TutorialÜber die Bedeutung von Bibliotheken braucht man ja nicht streiten. Eine ganz besondere Beziehung zu diesen kulturellen Urgesteinen pflegen aber die Autorinnen und Autoren. Ganz besonders diejenigen, deren Werke in den Regalen und bei der Onleihe verteten sind. Oder die das gerne so hätten! Aus diesen fünf Gründen:

Freunde, Fans und Follower: Das Buch ist da.
  1. Ruhm und Ego! Es hat schon was, sich selbst zwischen all den ehrwürdigen Werken zu entdecken.
  2. Angeberei und Paarungsvorteil! »Schatz, ich muss noch in die Bücherei. Oh, hast du dieses Buch schon gelesen?«
  3. Neurosen bedienen! Sich selbst ausleihen, und dann Mahngebühren für sein eigenes Buch bezahlen
  4. Publicity! Wer ausgeliehen wird, wird auch gekauft.
  5. Geld! Die VG Wort schüttet Tantiemen nur an diejenigen Autoren aus, deren Bücher eine gewisse Verbreitung nachweisen können. Kriterium ist neben der Anzahl der verkauften Exemplare auch die Präsenz in den Bibliotheken. Allerdings genügt es hier nicht, nur in der örtlichen Bibliothek vertreten zu sein.

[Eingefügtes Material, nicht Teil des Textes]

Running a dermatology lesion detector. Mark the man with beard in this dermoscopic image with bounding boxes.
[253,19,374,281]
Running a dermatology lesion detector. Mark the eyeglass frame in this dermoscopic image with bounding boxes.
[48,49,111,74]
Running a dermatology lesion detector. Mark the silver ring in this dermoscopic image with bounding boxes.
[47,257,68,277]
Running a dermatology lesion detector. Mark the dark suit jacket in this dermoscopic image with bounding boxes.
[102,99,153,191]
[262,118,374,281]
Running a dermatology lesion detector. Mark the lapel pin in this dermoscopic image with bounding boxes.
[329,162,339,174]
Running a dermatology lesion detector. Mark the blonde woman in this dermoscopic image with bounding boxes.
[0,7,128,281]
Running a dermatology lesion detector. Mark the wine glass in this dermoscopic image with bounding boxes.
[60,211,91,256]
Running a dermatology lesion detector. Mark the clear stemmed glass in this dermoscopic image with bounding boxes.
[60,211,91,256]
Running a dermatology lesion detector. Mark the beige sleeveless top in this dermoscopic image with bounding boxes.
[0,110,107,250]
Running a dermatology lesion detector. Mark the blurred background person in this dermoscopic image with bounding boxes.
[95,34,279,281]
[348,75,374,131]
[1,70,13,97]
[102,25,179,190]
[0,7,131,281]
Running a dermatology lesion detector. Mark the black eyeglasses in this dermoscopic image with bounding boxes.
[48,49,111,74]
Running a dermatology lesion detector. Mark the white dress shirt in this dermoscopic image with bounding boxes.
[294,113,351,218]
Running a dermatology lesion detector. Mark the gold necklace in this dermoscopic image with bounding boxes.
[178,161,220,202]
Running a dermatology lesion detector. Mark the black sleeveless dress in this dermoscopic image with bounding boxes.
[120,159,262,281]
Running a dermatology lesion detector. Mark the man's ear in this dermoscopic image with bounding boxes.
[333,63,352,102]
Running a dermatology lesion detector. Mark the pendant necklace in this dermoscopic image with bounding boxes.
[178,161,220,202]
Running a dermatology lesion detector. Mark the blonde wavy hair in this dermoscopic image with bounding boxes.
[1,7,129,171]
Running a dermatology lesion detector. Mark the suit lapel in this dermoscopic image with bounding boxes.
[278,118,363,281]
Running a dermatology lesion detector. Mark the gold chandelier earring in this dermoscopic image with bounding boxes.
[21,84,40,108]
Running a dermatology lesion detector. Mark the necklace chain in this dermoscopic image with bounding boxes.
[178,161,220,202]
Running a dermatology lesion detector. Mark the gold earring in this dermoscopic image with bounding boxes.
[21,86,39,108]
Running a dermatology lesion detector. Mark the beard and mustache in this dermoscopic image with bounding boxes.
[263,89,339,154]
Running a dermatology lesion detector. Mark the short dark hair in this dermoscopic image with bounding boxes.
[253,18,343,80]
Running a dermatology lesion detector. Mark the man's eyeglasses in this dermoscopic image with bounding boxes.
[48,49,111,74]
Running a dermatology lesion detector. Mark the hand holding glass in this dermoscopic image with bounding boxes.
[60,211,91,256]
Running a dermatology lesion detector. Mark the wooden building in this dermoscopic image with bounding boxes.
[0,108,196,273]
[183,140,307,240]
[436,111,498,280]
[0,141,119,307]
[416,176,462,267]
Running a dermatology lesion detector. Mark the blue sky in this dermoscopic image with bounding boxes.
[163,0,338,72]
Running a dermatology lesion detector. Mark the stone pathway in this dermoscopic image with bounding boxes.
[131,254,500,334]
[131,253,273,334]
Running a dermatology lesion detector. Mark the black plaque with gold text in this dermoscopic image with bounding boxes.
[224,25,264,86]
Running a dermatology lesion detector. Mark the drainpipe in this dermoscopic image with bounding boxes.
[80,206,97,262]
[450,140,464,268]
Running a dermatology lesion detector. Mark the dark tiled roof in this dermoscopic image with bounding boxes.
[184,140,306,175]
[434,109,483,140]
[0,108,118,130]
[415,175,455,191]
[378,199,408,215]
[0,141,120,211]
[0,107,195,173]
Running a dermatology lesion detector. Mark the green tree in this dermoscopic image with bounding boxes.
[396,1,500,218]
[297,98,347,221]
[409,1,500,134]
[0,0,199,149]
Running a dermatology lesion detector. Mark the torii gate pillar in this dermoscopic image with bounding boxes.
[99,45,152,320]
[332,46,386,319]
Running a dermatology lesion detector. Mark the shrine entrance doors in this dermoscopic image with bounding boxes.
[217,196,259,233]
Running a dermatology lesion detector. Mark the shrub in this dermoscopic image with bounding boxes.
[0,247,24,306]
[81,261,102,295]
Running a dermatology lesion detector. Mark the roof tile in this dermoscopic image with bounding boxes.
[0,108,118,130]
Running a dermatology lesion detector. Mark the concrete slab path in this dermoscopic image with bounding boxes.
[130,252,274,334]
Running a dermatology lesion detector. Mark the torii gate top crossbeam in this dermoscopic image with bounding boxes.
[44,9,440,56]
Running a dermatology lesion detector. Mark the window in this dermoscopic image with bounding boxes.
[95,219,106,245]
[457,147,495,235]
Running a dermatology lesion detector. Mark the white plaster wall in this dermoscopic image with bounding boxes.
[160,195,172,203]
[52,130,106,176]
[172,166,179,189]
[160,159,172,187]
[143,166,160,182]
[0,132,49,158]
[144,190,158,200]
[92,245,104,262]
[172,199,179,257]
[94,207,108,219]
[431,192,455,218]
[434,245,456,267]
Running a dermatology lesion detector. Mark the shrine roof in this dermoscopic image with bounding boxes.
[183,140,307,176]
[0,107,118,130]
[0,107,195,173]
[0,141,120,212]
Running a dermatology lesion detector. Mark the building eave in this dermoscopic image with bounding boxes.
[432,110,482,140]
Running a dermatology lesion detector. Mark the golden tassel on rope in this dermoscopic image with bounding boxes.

Eigenes Buch in die Bibliothek bringen

Die Bibliotheken kaufen ihre Bücher über den Buchhandel, so wie jeder normale Kunde auch. Es ist nicht so, dass man da als Autor einfach reinschneien kann, um sein Buch da unterzubringen. Nicht einmal als für die Bücherei kostenloses Exemplar. Besser ist es, sich erst einmal über Lesungen, Events und Pressearbeit einen Namen zu machen. Dann fragen, ob man bei den Regionalautoren aufgenommen wird.